This project aims to develop machine learning techniques for detecting anomaly traffic in Internet of Things (IoT) Devices, especially in Smart Homes. As billion IoT devices have been used worldwide, their security becomes an important problem. To prevent IoT devices from hacking attack, Intrusion Detection Systems (IDS) can be used in IoT systems. Network attacks often lead to certain changes in network traffic, or anomaly traffic. Symptoms of attacks can be detected by IDS through traffic anomalies. Currently many works exploit deep learning in IDS for efficiently detecting attacks. In this project, a smart home environment will be set up consisting of different smart devices. Simulated attacks are implemented in the smart home. Traffic data (normal and abnormal) are collected and used for the purpose of research in this project. In smart home environment, attacks seldom happen, and the collected data will be regarded as imbalanced data.
This project will investigate a new way of applying machine learning to anomaly traffic detection, which combines both supervised leaning and non-supervised learning together. For detecting the behavioural change of IoT devices, both clustering and supervised learning will be applied to the analysis of the collected traffic data. Through clustering, IoT traffic attributes are clustered to characterize devices’ behaviour. Based on clustered data, deep learning models will be designed and built for classifying normal and abnormal traffic. The models will be trained with hyper-parameter tuning for the best performance.
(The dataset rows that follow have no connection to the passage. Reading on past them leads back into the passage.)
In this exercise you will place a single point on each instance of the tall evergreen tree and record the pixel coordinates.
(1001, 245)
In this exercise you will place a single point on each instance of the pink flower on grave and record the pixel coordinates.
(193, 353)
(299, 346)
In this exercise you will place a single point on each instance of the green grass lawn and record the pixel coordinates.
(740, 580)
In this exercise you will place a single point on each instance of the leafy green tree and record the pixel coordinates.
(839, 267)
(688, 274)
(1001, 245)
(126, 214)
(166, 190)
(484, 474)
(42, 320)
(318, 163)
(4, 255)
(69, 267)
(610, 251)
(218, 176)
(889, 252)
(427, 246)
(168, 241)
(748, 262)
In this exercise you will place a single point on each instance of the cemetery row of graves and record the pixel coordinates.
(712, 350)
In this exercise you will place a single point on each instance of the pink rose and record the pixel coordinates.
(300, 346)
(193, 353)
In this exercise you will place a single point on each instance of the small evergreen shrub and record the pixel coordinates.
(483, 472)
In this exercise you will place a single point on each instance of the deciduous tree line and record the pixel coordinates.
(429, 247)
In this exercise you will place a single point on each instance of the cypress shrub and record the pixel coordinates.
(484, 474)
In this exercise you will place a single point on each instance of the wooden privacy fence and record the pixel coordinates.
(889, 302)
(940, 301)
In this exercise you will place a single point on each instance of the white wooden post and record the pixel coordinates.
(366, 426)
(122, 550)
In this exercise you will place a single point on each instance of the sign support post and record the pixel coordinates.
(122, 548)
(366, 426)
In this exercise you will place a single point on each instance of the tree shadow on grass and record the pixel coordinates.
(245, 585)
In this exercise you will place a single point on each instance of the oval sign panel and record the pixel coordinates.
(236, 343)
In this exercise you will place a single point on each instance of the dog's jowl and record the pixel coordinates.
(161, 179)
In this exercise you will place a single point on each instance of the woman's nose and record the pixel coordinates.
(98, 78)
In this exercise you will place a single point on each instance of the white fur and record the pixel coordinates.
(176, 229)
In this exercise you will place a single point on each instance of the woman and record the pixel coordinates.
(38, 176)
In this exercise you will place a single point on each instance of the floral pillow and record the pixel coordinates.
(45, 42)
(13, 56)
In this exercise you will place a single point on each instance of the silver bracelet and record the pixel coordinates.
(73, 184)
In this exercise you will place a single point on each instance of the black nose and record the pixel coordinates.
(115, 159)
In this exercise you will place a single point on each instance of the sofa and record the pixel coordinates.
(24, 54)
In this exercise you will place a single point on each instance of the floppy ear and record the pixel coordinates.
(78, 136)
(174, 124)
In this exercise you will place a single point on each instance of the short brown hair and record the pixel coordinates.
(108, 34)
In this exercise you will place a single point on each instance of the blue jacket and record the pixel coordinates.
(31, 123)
The performance of these models will be evaluated. Furthermore, a new architecture of IDS which combines the approaches of clustering and classification will be designed for Smart Home security. This architecture will provide a new framework for monitoring and analysing Smart Home devices’ anomaly traffic. The main research questions in this project are
- Whether the performance of the combination of clustering and classification models is better than pure classification models?
- How to develop efficient machine learning models which combine supervised learning and non-supervised learning together for reduce the impact of data imbalanced data?